When friendly forces become enemies: Scientists blunt the impact of natural killer cells to increase vaccine effectiveness

When friendly forces become foes: Scientists blunt the impact of natural killer cells to improve vaccine effectiveness PD-1 dependent NK cell regulation of CD8+T-cells. C57BL/6 mice were infected with an adenoviral vector encoding the HBV genome and treated with anti-NK1.1 (⍺NK) or isotype control antibodies prior to therapeutic vaccination. Intrahepatic lymphocytes were harvested 14 days after immunization. (A) Quantitative real-time PCR analysis of HBsAg mRNA extracted from the liver of infected mice. (B) Representative plot of CD8+T-cells isolated from the spleen of CD45.2 PD-1KO or CD45.1 wild-type (WT) mice were transferred to recipients of opposite congenic mice one day before therapeutic vaccination. Examples of PD-1 and IFN . expressionsyou production in transferred PD-1KO and WT CD8+ T cells. *, pScience Translational Medicine (2022). DOI: 10.1126/scitranslmed.abi4670

Scientists have found that the body’s own natural killer cells can suppress the immune benefits of therapeutic vaccines, a problem that can predispose to inoculation against chronic viral infections and cancer.

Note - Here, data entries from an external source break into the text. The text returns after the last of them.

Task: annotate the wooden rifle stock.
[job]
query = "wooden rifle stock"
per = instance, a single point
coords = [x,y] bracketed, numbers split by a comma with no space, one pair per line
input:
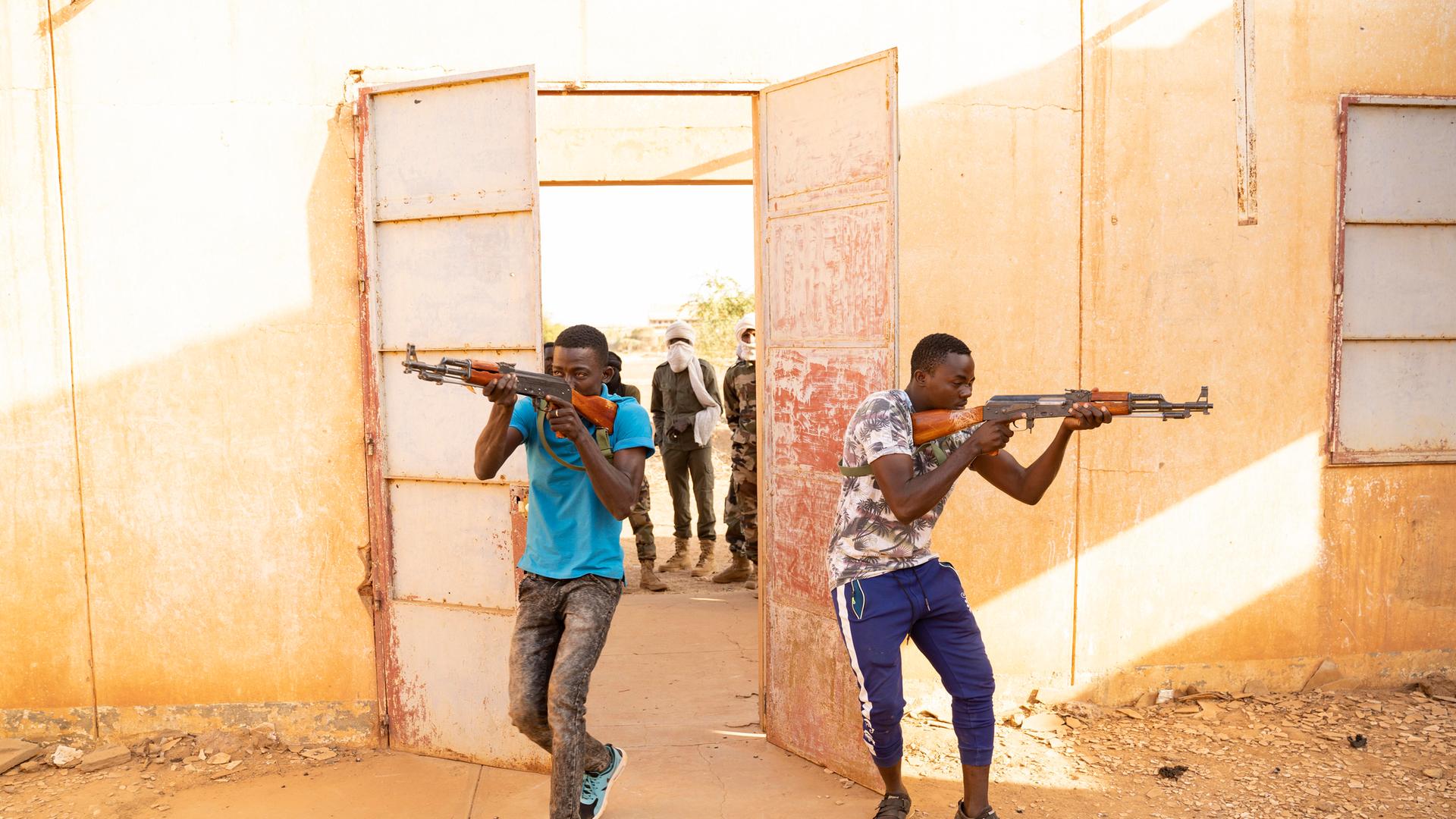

Indeed, the scientific literature is full of examples of effective vaccines sometimes proving to be impotent. More and more reasons lead to enemies within the body itself: friends turned enemies.

Scientists at University College London have delved into the puzzle and have turned to animal models to decipher how natural killer cells inadvertently blunt the benefits of vaccines.

In Translated Medical Sciences, Dr. Mariana O. Diniz and colleagues report that natural killer cells can react so violently after vaccination that they negatively impact an important constituent of the immune response—CD8+T cells. This vital population can become overworked and exhausted, Diniz and his colleagues found, a phenomenon that renders vaccinations ineffective.

“Therapeutic vaccines for chronic infections have reduced efficacy due to the presence of depleted T cells and [an] environment that limits the vaccine response,” Diniz wrote, noting that the problem always starts with natural killer cell aggression.

Working with a mouse model, Diniz and colleagues have found that the combination treatment can promote a robust immune response after vaccination by acting on natural killer cells. The strategy, the team said, could eventually prove useful in the design and improvement of therapeutic vaccines for chronic viral infections and cancer.

“A better understanding of the mechanisms that regulate CD8+T cell responses to therapeutic vaccines is needed to develop approaches to improve vaccine efficacy for chronic viral infections and cancer,” Diniz and the UCL team assert in the journal.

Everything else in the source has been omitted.